Throughout their range, Yellow Perch Perca flavescens are an important ecological and economic component of many fisheries, but they often exhibit highly variable recruitment. Much research effort has been devoted to better understanding the mechanisms responsible for these erratic recruitment patterns, yet few studies have examined this process at the detail necessary to reveal complex interactions that may exist across multiple early life stages. Our current understanding of the early life recruitment patterns of Yellow Perch suggests a strong abiotic component. Using existing information, we developed three working hypotheses to examine Yellow Perch recruitment at two larval stages (5–14 and 15–24 d old) and to further identify the overarching mechanisms (abiotic versus biotic) related to Yellow Perch recruitment in 332-ha Pelican Lake, Nebraska, during 2004–2012. Larval Yellow Perch growth and mortality were largely regulated by hatching date, temperature, and zooplankton availability.

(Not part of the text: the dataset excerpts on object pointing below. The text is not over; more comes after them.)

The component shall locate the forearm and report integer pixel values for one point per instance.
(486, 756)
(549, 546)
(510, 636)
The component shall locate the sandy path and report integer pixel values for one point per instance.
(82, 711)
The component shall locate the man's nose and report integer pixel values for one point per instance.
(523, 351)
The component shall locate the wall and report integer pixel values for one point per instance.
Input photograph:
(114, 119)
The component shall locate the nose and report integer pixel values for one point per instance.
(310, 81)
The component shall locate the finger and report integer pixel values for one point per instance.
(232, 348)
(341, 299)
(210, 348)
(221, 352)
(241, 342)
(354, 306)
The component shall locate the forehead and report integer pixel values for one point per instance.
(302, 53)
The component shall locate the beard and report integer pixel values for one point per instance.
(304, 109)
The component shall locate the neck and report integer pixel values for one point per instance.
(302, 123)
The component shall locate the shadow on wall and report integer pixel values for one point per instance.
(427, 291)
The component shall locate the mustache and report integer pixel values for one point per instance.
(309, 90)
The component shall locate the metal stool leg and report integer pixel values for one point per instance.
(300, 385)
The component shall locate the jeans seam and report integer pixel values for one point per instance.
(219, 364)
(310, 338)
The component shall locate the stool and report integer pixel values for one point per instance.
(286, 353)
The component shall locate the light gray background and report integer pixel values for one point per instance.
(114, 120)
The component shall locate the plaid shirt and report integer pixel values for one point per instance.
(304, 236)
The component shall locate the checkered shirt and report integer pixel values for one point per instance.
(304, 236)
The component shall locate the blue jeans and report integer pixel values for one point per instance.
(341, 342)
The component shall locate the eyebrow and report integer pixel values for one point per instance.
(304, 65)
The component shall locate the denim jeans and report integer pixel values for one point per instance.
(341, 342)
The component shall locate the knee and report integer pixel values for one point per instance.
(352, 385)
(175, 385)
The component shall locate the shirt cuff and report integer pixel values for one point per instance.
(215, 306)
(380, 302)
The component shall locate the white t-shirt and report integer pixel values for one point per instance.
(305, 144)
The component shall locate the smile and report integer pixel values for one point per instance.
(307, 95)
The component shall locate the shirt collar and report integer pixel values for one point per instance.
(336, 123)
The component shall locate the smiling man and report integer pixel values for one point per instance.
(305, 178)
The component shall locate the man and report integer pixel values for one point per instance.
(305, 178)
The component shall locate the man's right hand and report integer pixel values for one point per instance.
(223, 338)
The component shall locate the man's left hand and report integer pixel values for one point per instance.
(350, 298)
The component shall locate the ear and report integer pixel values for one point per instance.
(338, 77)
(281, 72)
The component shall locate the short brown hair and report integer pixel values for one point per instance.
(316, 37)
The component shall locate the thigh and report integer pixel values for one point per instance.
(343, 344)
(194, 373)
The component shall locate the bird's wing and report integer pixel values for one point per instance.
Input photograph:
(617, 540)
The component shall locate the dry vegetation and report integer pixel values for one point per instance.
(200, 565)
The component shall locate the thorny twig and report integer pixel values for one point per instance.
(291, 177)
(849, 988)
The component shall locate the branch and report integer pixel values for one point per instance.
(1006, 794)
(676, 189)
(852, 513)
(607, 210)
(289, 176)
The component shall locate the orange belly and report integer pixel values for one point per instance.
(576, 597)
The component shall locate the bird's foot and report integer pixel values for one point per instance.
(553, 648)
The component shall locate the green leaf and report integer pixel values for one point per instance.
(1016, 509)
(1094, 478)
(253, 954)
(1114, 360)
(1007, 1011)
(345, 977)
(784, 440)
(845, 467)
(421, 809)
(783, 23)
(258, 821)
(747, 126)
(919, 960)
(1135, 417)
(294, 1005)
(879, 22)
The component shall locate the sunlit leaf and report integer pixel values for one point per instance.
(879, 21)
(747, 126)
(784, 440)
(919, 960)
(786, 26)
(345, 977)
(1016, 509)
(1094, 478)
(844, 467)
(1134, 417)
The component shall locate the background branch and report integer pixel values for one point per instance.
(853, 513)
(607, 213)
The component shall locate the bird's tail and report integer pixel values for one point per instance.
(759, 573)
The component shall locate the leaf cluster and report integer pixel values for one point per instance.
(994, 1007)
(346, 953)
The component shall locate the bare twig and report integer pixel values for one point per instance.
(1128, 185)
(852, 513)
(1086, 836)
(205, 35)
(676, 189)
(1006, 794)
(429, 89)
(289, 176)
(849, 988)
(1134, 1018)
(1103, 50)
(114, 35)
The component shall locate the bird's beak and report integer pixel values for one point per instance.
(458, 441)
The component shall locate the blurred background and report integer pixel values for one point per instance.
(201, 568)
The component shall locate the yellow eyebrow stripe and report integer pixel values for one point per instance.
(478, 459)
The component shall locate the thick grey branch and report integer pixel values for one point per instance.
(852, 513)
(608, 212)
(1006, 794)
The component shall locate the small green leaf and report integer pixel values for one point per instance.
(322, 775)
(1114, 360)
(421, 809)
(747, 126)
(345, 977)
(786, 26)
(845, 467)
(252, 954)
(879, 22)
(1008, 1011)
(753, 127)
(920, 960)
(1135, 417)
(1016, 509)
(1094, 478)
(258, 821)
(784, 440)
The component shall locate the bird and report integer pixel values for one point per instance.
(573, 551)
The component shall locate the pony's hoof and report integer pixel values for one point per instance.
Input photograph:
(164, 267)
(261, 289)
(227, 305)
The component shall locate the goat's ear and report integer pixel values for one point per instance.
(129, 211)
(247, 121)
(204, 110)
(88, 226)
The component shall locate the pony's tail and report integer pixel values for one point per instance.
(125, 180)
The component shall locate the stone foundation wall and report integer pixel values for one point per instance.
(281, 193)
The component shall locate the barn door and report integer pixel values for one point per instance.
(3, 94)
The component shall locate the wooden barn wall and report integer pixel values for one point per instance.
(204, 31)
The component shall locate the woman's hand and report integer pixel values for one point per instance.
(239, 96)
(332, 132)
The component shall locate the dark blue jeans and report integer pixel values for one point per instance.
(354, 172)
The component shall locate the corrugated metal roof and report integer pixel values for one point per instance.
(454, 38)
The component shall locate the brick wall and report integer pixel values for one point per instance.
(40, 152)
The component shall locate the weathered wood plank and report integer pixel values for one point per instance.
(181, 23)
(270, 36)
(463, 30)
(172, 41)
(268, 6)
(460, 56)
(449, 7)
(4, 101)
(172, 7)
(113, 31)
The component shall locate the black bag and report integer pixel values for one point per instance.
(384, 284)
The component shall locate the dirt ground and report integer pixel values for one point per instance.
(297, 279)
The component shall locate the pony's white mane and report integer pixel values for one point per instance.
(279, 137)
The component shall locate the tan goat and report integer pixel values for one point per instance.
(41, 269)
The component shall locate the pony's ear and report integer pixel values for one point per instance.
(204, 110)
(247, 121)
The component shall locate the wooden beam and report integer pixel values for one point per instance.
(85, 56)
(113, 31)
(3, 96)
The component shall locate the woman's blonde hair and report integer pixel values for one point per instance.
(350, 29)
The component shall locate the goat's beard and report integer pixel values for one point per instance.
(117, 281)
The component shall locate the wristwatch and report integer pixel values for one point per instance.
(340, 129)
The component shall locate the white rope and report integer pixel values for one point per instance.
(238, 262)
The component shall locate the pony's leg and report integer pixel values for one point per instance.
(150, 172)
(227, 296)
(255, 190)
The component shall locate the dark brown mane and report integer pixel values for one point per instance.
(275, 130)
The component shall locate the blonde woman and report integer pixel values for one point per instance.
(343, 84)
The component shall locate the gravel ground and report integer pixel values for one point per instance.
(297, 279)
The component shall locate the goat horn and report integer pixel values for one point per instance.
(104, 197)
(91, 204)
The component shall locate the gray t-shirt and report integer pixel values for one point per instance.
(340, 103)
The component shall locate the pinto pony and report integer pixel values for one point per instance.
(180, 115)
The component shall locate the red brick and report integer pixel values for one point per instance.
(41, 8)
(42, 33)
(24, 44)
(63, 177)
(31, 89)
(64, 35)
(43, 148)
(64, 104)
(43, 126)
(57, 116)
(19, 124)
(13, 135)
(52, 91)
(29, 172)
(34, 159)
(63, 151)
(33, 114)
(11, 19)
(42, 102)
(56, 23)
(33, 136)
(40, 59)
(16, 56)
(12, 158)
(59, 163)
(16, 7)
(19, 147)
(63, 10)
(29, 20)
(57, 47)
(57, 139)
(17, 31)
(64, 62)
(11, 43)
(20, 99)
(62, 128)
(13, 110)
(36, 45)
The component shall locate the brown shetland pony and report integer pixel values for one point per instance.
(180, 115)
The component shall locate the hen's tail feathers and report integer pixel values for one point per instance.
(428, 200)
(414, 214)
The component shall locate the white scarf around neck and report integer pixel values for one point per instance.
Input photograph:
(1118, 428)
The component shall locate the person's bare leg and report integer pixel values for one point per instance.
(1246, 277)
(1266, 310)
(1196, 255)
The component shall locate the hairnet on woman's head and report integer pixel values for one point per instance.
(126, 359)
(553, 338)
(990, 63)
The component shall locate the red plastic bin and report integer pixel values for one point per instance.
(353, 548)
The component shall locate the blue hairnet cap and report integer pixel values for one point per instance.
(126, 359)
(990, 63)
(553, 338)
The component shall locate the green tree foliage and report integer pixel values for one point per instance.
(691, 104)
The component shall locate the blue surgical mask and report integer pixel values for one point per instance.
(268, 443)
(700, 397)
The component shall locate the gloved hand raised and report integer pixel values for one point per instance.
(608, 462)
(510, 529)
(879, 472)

The growth of young larval Yellow Perch (5–14 d old) was positively related to temperature and hatch date; that of old larval perch (15–24 d old) was positively related to water temperature and postlarval age-0 (≤25 mm TL) Yellow Perch density but negatively related to the available preferred zooplankton biomass. Mortality was inversely related to total zooplankton biomass and water temperature. Our results describe a model with two potential Yellow Perch recruitment bottlenecks, one immediately posthatch that is regulated by hatch date and temperature and another during the older larval stage that is regulated by temperature and zooplankton.